At the same time company has managed to deliver a 14.50% average annual increase in its EPS since 1998.
Annual dividend payments have increased over the past 10 years by an average of 14.20% annually, which is the same as the growth in EPS. A 14 % growth in dividends translates into the dividend payment doubling almost every five years. If we look at historical data, going as far back as 1977, UTX has actually managed to double its dividend payment every seven and a half years on average.

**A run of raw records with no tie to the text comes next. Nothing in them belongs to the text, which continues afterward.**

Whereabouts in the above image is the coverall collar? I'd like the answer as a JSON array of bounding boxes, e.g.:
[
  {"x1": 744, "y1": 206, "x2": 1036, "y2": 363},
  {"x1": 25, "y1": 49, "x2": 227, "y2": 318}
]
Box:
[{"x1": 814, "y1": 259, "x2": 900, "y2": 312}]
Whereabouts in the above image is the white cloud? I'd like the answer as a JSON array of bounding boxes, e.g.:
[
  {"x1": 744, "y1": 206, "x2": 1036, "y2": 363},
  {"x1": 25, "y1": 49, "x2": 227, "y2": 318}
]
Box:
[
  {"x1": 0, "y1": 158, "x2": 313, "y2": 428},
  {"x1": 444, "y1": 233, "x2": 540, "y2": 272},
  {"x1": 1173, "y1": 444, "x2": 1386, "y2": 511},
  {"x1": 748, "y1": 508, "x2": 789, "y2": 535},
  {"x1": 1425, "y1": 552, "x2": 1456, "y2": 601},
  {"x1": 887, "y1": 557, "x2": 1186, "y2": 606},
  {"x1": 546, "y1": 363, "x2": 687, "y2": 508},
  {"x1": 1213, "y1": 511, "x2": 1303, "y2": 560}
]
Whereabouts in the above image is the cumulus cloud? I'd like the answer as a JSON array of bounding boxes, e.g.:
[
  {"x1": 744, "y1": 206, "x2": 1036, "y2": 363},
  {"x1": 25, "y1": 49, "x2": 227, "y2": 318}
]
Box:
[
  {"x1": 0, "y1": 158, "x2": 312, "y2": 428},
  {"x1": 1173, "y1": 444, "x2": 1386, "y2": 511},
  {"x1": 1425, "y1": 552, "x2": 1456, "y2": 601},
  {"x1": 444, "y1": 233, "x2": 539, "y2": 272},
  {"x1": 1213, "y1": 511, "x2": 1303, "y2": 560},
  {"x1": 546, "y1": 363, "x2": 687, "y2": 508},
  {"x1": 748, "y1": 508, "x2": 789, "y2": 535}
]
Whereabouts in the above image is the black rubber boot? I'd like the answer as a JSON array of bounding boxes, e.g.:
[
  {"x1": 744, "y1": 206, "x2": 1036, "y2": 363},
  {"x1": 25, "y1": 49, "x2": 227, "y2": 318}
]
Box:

If we invested $100,000 in UTX on December 31, 1997 we would have bought 5494 shares (Adjusted for two 2:1 stock splits). In February 1998 your quarterly dividend income would have been $ 425.79. If you kept reinvesting the dividends though instead of spending them, your quarterly dividend income would have risen to $2032 by November 2007. For a period of 10 years, your quarterly dividend income has increased by 313 %. If you reinvested it though, your quarterly dividend income would have increased by 377 %.
The dividend payout has remained at or below 30% over our study period. A lower payout is always a plus, since it leaves room for consistent dividend growth minimizing the impact of short-term fluctuations in earnings.
I think that UTX is attractively valued with its low price/earnings multiple of 14, low DPR and a market average dividend yield of 2.10%.